Create a prior distribution with the auditPrior() function

Lifecycle: stable

The auditPrior() function creates a prior distribution according to one of several methods, including a translation of the assessments of the inherent risk and control risk from the audit risk model. The function returns an object of class jfaPrior which can be used with associated summary() and plot() methods. Objects with class jfaPrior can also be used as input for the prior argument in other functions.

Full function with default arguments:

auditPrior(method = 'none', likelihood = 'binomial', expectedError = 0, 
           confidence = 0.95, materiality = NULL, N = NULL, 
           ir = 1, cr = 1, ub = NULL, pHmin = NULL, pHplus = NULL, 
           sampleN = 0, sampleK = 0, factor = 1)

Supported options for the method argument:

method Description Required arguments Reference
none No prior information Derks et al. (2021)
arm Translates risk assessments (ARM) ir and cr Derks et al. (2021)
bram Bayesian risk assessment model (BRAM) ub Touw and Hoogduin (2011)
median Equal prior probabilities for (in)tolerable misstatement Derks et al. (2021)
hypotheses Custom prior probabilities for (in)tolerable misstatement pHmin or pHplus Derks et al. (2021)
sample Earlier sample sampleN and sampleK Derks et al. (2021)
factor Weighted earlier sample sampleN, sampleK, and factor Derks et al. (2021)

Supported options for the likelihood argument:

likelihood Description Reference
binomial Beta prior distribution (+ binomial likelihood) Steele (1992)
poisson Gamma prior distribution (+ Poisson likelihood) Stewart (2013)
hypergeometric Beta-binomial prior distribution (+ hypergeometric likelihood) Dyer and Pierce (1991)

Example usage:

# A uniform beta prior distribution 
x <- auditPrior(method = 'none', likelihood = 'binomial')
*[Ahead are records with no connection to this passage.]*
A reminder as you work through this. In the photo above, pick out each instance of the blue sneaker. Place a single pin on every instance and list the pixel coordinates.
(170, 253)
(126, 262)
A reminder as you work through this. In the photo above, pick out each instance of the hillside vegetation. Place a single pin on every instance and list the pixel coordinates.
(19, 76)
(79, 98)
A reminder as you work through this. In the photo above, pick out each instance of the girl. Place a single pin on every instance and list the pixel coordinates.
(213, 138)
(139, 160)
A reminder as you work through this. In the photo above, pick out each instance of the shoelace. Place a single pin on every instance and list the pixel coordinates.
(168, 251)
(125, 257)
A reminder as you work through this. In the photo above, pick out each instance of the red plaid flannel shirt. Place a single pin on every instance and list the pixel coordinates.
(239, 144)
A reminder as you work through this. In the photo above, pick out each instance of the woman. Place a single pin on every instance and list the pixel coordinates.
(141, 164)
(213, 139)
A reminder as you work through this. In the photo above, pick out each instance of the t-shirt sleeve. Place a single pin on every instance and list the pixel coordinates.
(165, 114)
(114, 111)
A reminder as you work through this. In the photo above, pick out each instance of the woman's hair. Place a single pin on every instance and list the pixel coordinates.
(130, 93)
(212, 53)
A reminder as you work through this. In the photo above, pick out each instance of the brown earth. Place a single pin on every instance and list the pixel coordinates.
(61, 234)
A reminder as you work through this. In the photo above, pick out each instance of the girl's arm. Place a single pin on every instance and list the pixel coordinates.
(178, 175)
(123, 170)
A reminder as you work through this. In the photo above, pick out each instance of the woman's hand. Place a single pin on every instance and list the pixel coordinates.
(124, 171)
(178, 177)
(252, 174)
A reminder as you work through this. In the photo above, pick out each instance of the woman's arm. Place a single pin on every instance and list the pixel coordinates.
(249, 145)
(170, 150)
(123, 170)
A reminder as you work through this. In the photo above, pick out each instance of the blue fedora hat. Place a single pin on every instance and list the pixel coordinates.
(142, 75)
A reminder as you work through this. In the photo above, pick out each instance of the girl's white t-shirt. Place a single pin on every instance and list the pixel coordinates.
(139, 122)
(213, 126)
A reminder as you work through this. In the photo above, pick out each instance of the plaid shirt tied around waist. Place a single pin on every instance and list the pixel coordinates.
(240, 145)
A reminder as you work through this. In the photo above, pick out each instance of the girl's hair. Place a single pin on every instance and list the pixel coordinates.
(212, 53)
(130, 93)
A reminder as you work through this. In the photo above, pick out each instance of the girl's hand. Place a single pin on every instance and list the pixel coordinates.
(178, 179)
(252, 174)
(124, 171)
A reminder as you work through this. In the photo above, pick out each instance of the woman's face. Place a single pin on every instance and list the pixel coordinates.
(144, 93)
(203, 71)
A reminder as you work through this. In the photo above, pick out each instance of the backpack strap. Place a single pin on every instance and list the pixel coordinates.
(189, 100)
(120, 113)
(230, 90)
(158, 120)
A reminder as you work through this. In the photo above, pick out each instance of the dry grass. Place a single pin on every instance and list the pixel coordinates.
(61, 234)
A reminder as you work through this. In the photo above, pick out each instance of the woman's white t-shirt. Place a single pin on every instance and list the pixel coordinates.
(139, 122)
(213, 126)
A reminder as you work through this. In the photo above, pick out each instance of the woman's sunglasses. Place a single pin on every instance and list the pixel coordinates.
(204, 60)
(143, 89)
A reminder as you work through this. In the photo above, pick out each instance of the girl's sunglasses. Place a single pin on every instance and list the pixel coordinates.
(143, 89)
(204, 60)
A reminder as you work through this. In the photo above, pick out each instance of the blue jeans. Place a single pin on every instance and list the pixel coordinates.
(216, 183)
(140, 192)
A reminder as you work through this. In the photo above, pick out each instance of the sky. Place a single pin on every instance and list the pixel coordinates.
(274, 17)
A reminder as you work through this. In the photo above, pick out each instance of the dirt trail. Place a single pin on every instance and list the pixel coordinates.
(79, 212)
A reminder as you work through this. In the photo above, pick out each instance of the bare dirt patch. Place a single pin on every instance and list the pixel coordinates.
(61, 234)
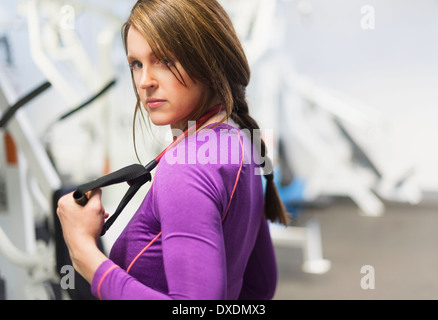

summary(x) # Prints information about the prior distribution

Plan a sample with the planning() function

Lifecycle: stable

The planning() function calculates the minimum sample size for a statistical audit sample based on the binomial, Poisson, or hypergeometric likelihood. The function returns an object of class jfaPlanning which can be used with associated summary() and plot() methods. To perform Bayesian planning, the input for the prior argument can be an object of class jfaPrior as returned by the auditPrior() function, or an object of class jfaPosterior as returned by the evaluation() function.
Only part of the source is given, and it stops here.